PathwayCommons / semantic-search

A simple semantic search engine for scientific papers.
https://share.streamlit.io/pathwaycommons/semantic-search/semantic_search/demo.py
MIT License
27 stars 0 forks source link

Index embeddings with FAISS #45

Closed JohnGiorgi closed 3 years ago

JohnGiorgi commented 3 years ago

Overview

We should be using FAISS to index the embedding by the PMIDs. That way, when a PMID is included in a request we can first check if it exists in the index rather than pass the text through the neural network again.

The basic process is outlined in the following colab notebook. The trick will be to think of a simple interface within semantic-search to create, load, and update indices.

Rough outline

My general feeling for how indexing will work...

  1. Semantic search will accept an existing FAISS Index that has been saved to disk, or if an index is not provided, create a new one.
  2. During every request, SS will check if the provided IDs are in the index. If not, embed the text and add them.
  3. Use FAISS to perform a cosine similarity lookup between the query and the index. Return the top-k results.
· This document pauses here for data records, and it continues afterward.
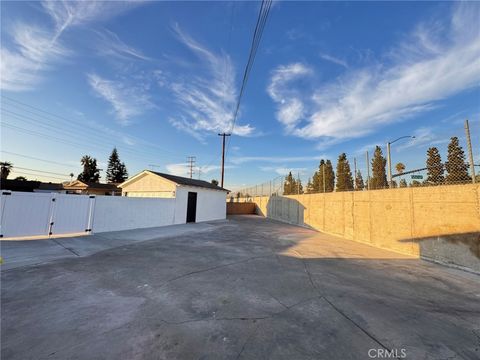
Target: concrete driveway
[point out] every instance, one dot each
(247, 288)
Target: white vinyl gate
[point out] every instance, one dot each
(71, 213)
(34, 214)
(26, 214)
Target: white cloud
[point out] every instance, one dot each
(424, 136)
(33, 53)
(283, 170)
(207, 102)
(291, 108)
(127, 101)
(424, 69)
(182, 169)
(66, 13)
(36, 49)
(334, 60)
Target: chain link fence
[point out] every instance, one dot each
(376, 171)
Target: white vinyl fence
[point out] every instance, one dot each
(35, 214)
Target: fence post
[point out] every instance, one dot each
(470, 152)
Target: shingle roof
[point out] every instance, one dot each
(189, 182)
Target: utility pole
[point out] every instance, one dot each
(368, 171)
(355, 173)
(470, 152)
(191, 161)
(223, 135)
(389, 166)
(323, 177)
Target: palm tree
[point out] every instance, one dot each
(5, 168)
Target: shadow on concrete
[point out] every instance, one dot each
(458, 249)
(248, 289)
(284, 209)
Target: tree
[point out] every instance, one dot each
(90, 171)
(317, 180)
(359, 184)
(456, 166)
(298, 187)
(116, 170)
(5, 169)
(415, 183)
(344, 174)
(329, 177)
(379, 175)
(400, 167)
(435, 168)
(310, 188)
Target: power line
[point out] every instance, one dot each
(40, 171)
(100, 140)
(37, 175)
(257, 35)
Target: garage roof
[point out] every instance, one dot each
(180, 180)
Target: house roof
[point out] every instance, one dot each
(50, 186)
(19, 185)
(77, 184)
(180, 180)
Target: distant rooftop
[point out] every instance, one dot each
(189, 182)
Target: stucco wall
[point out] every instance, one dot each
(211, 204)
(114, 213)
(441, 223)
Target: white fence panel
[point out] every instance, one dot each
(72, 213)
(25, 214)
(124, 213)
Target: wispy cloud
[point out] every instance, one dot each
(36, 49)
(182, 169)
(275, 159)
(424, 137)
(126, 101)
(334, 60)
(423, 70)
(207, 102)
(290, 106)
(66, 13)
(33, 53)
(110, 45)
(284, 170)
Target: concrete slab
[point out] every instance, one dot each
(31, 251)
(249, 288)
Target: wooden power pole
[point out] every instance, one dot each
(223, 135)
(191, 163)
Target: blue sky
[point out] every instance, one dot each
(159, 80)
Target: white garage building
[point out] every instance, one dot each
(195, 200)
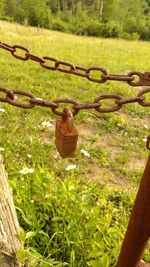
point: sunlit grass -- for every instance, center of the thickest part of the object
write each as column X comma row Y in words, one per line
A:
column 114, row 142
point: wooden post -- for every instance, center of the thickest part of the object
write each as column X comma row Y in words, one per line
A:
column 9, row 226
column 138, row 232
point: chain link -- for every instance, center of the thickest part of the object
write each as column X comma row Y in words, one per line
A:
column 29, row 101
column 66, row 67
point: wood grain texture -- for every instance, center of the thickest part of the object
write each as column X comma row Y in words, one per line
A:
column 9, row 226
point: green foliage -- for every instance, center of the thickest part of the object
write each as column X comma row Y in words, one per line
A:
column 110, row 19
column 77, row 221
column 77, row 216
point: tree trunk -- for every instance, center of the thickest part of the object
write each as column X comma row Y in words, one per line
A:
column 9, row 226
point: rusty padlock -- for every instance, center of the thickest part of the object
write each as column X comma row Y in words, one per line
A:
column 66, row 135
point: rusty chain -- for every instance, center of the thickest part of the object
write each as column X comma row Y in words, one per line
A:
column 54, row 64
column 11, row 98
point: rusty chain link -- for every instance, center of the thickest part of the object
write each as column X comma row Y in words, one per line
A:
column 66, row 67
column 117, row 101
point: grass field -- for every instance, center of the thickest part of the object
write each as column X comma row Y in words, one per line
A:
column 72, row 217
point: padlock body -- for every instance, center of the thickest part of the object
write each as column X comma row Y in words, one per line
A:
column 66, row 141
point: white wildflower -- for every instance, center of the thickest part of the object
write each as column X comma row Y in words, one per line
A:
column 3, row 110
column 85, row 152
column 46, row 124
column 71, row 167
column 26, row 170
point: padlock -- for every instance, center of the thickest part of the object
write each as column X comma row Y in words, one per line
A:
column 66, row 135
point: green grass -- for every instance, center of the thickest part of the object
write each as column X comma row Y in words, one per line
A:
column 67, row 215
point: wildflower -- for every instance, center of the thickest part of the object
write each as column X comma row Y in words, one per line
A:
column 3, row 110
column 85, row 152
column 46, row 124
column 26, row 170
column 71, row 167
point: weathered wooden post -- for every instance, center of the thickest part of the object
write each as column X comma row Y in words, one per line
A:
column 9, row 226
column 138, row 231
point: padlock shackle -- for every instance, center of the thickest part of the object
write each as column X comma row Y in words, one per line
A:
column 68, row 119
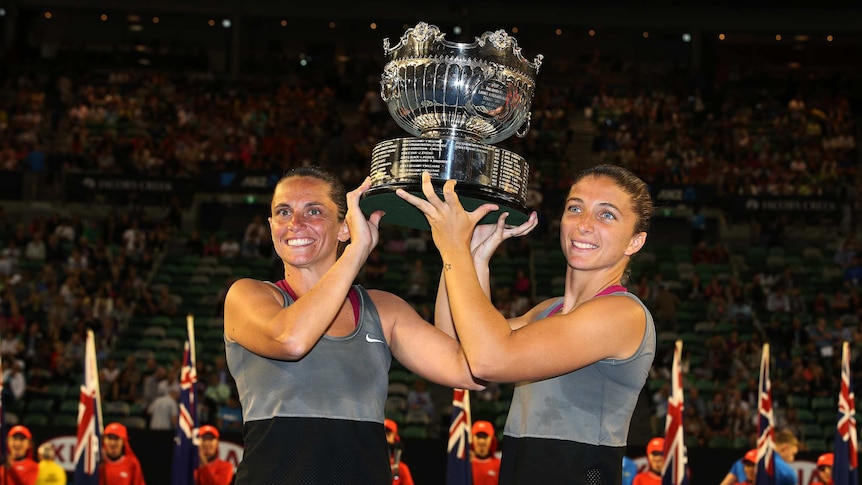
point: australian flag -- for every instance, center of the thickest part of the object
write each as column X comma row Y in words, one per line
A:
column 674, row 469
column 846, row 464
column 186, row 440
column 87, row 444
column 765, row 474
column 458, row 468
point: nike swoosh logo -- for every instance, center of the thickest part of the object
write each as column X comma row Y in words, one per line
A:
column 370, row 339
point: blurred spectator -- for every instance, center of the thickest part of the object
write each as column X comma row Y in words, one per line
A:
column 164, row 409
column 230, row 247
column 50, row 472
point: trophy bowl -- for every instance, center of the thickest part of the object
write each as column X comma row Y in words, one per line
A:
column 455, row 99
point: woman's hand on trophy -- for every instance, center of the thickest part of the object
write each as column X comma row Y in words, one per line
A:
column 363, row 232
column 451, row 225
column 488, row 237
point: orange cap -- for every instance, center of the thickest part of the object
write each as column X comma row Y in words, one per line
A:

Based on today's conversation, immediate next steps:

JohnGiorgi commented 3 years ago

@Anwesh1 This is a rather big job. I would go through the semantic search repo to get a feel for what it does (ask lots of questions), then the colab above, then the FAISS documentation

Anwesh1 commented 3 years ago

@JohnGiorgi Okay sounds good. I'll go through it, thanks.

Anwesh1 commented 3 years ago

Hey @JohnGiorgi, so I looked around the semantic-search program. I made a basic python script that does the POST stuff. I was playing around with it and it seems to run with the data we get from pubmed-dl, we might have to go back in there and put a comma after every line to adhere to the semantic-search format. I will try and get an understanding of the FAISS stuff as well.

JohnGiorgi commented 3 years ago

@Anwesh1 Do you have an example of what you mean by the comma after each line? semantic-search accepts input text up to MAX_LENGTH (a parameter your pass to the server on startup), you shouldn't need to comma-separate any data (in fact that might cause issues)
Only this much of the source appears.